"Sekarang kadang satu rit Rp 40.000, belum bensin Rp 20.000 paling sedikit. Kalau mau aman ya harus dapet Rp 120.000, tapi kita enggak dapet keuntungan. Aman banget ya lebih dari segitu, Rp 150.000 atau Rp 200.000, tapi susah banget dapet segitu," ujarnya.
Jika hari ini sopir angkot tak mencapai target, artinya besok harus bayar utang atau nombok.
Tak jarang, para sopir mengeluh soal uang yang dibawa ke rumah tak menentu.
"Kenyataannya saya butuh makan, terus menafkahi istri dan anak saya yang masih sekolah. Untungnya, sekarang satu anak saya sudah lulus dan sekarang kerja, sedikit bisa bantu lah," ungkap dia.
Tak terasa angkot yang dikemudikan Aep sudah melewati tiga pemberhentian, salah satu penumpang turun di sekitaran Jalan Terusan Kopo-Katapang.
Penumpang Ibu dan anak itu membayar Aep Rp 5.000.
"Tuh, tingali masih aya nu mayar sakieu (Tuh lihat masih ada yang bayar segini)," sambil menunjukan ongkos yang diberikan penumpang tadi.
Padahal, pengumuman kenaikan tarif angkot sudah ditempel sejak kenaikan BBM lalu.

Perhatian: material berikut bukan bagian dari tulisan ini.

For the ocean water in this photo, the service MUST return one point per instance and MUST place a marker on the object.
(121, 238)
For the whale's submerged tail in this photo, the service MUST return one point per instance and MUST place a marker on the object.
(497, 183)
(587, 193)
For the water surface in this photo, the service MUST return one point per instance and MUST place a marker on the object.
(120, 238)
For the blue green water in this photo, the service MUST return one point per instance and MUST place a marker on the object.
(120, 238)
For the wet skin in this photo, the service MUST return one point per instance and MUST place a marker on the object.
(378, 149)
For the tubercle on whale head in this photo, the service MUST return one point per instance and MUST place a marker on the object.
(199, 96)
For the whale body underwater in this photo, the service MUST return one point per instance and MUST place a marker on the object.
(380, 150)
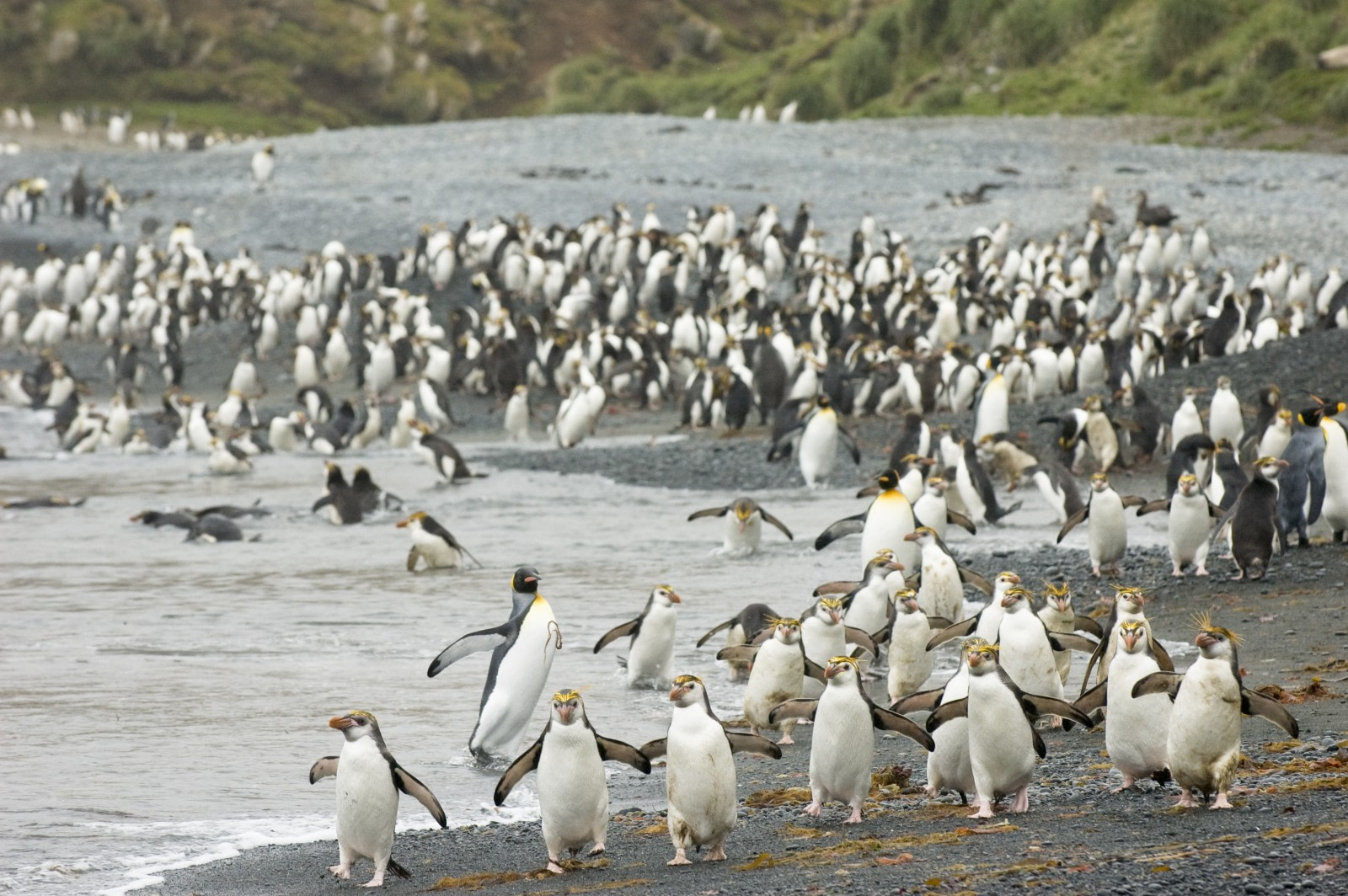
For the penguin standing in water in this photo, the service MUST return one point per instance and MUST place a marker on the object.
(1002, 739)
(743, 527)
(572, 790)
(1109, 530)
(700, 771)
(739, 630)
(1190, 525)
(522, 655)
(1254, 523)
(883, 525)
(651, 648)
(368, 781)
(842, 747)
(1203, 748)
(820, 437)
(433, 543)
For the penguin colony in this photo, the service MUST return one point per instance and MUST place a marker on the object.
(728, 321)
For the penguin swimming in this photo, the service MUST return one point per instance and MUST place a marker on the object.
(842, 747)
(700, 771)
(433, 543)
(651, 647)
(743, 525)
(572, 790)
(1203, 748)
(368, 781)
(522, 655)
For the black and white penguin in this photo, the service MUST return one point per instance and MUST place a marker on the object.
(1002, 739)
(743, 525)
(1203, 748)
(344, 505)
(1257, 531)
(433, 543)
(572, 788)
(842, 747)
(368, 781)
(700, 771)
(741, 630)
(650, 651)
(522, 655)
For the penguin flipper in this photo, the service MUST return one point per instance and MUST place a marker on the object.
(891, 721)
(955, 518)
(773, 520)
(945, 712)
(619, 631)
(1095, 698)
(799, 707)
(408, 783)
(1089, 626)
(719, 628)
(472, 643)
(847, 525)
(1068, 642)
(738, 653)
(1075, 520)
(752, 744)
(526, 763)
(1165, 684)
(325, 767)
(1161, 504)
(1257, 704)
(620, 752)
(920, 702)
(862, 639)
(1041, 705)
(1161, 655)
(960, 630)
(970, 577)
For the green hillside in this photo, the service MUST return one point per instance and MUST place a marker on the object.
(283, 65)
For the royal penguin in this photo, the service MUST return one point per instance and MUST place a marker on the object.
(700, 771)
(368, 781)
(1203, 748)
(572, 788)
(433, 545)
(650, 653)
(745, 520)
(1109, 527)
(842, 747)
(522, 655)
(1002, 739)
(1190, 525)
(1257, 531)
(739, 630)
(777, 671)
(883, 525)
(1138, 728)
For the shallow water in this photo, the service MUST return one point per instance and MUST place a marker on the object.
(166, 700)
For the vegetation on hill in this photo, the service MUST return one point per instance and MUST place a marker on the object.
(283, 65)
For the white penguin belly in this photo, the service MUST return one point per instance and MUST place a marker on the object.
(1204, 743)
(842, 751)
(698, 779)
(651, 653)
(1138, 728)
(572, 790)
(519, 680)
(367, 802)
(1001, 743)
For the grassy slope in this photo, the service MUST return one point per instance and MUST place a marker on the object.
(298, 64)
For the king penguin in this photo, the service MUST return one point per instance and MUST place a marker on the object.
(522, 655)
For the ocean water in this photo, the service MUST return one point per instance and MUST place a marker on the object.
(165, 700)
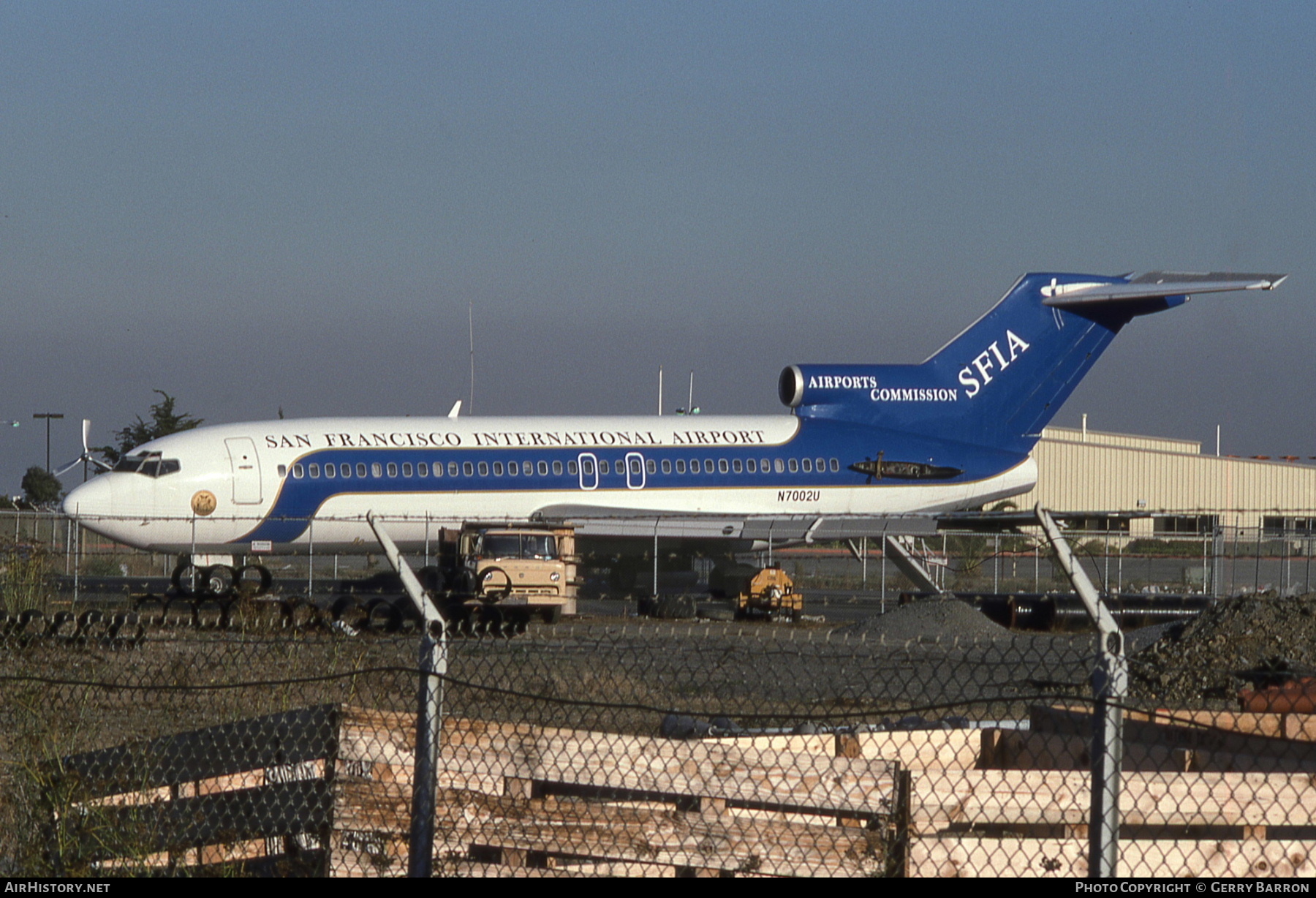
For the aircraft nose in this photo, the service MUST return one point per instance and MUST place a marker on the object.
(94, 498)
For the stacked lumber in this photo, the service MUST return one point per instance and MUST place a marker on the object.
(518, 799)
(1219, 794)
(327, 791)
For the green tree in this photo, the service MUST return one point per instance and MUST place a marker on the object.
(164, 422)
(39, 486)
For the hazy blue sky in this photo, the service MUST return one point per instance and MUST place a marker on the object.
(262, 204)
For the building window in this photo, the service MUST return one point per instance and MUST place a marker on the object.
(1184, 526)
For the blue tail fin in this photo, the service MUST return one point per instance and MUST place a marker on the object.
(1005, 377)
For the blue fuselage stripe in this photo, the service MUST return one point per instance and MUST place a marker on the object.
(300, 498)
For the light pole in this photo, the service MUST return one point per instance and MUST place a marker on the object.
(48, 416)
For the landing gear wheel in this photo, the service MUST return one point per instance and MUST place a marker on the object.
(186, 578)
(253, 580)
(219, 580)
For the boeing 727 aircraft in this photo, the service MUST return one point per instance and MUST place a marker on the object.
(950, 434)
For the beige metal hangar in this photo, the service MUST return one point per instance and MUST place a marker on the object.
(1190, 493)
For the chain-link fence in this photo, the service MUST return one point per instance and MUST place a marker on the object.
(269, 738)
(278, 735)
(1223, 556)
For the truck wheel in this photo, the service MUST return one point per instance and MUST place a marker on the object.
(496, 584)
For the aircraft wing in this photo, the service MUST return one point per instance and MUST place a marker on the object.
(1157, 284)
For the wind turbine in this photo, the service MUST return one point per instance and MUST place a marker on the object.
(86, 457)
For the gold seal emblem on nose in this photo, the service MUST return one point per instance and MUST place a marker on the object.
(204, 502)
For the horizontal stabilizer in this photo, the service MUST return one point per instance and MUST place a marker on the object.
(1156, 284)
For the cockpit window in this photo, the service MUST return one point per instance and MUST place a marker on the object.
(149, 464)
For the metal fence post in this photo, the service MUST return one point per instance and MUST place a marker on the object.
(1110, 685)
(429, 706)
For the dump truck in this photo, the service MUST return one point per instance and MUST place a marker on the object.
(531, 567)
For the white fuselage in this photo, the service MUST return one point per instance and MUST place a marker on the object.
(268, 486)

Aep berkata, dulu ongkos jarak dekar Rp 2.000 kemudian naik jadi Rp 3.000.
"Kalau jauh (Leuwi Panjang - Soreang), dulu banyaknya ngasih Rp 10.000 sekarang kita naikan jadi harusnya bayar Rp 12.000. Tapi kalau penumpangnya ngerti ya kadang ngasih lebih, tapi kalau yang enggak ngerti, mau gimana saya serba salah," kata Aep.
Disinggung mengenai permintaan Pemerintah agar angkutan umum bisa beradaptasi dan bersaing dengan transportasi online, terutama mengenai fasilitas, Aep hanya tertawa.
Ia menyebut keinginan atau permintaan pemerintah tersebut bukan tidak didengarkan oleh pengusaha angkot atau para sopir angkot. Namun, pemerintah seharusnya melihat kondisi di lapangan.
"Kalau wacana itu sudah santer pas waktu online mulai merambah tuh, tapi mana realitanya. Kaya angkot di Kota Bandung ada yang fasilitasnya diperbarui dan lain halnya, sama saja masih susah bersaing," tuturnya.
Tak hanya itu, Aep menambahkan, janji pemerintah untuk mengajak para sopir angkot agar bisa menjadi sopir Bus atau Trans masih belum terealisasi.
"Mana coba janji yang itu, enggak ada, Bus Trans masih jalan dengan sopirnya, kita masih jalan aja dengan angkot kita," kata dia.
Aep menginginkan pemerintah betul-betul serius jika ingin membawa perubahan pada angkutan masal seperti angkot.
Hal-hal seperti kendaraan online, kenaikan harga BBM mesti diperhatikan dan dicarikan solusinya, agar keinginan pemerintah meningkatkan kualitas fasilitas Angkot bisa terpenuhi.
"Kita lihat contoh tadi yang bayar ongkos berdua saja bayarnya segitu, artinya ada yang membuat masyarakat berat juga. Nah saya pengen pemerintah tuh lihat dan tahu bagaimana keadaan di lapangannya. Jadi seimbang gitu, setoran kita bisa normal, pengusahanya bisa berinovasi, kita bisa bawa uang lebih ke rumah. Enggak kaya sekarang semuanya berantakan," ungkapnya.
Ria Lestari (27) warga Soreang, Kabupaten Bandung yang juga penumpang angkot Aep, mengatakan masih membutuhkan angkot sebagai sarana transportasi ke tempat kerjanya di Katapang.
"Saya enggak bisa bawa motor, ya satu-satunya transportasi ya ini angkot. Udah lama saya pake angkot ini sejak sekolah," kata Ria.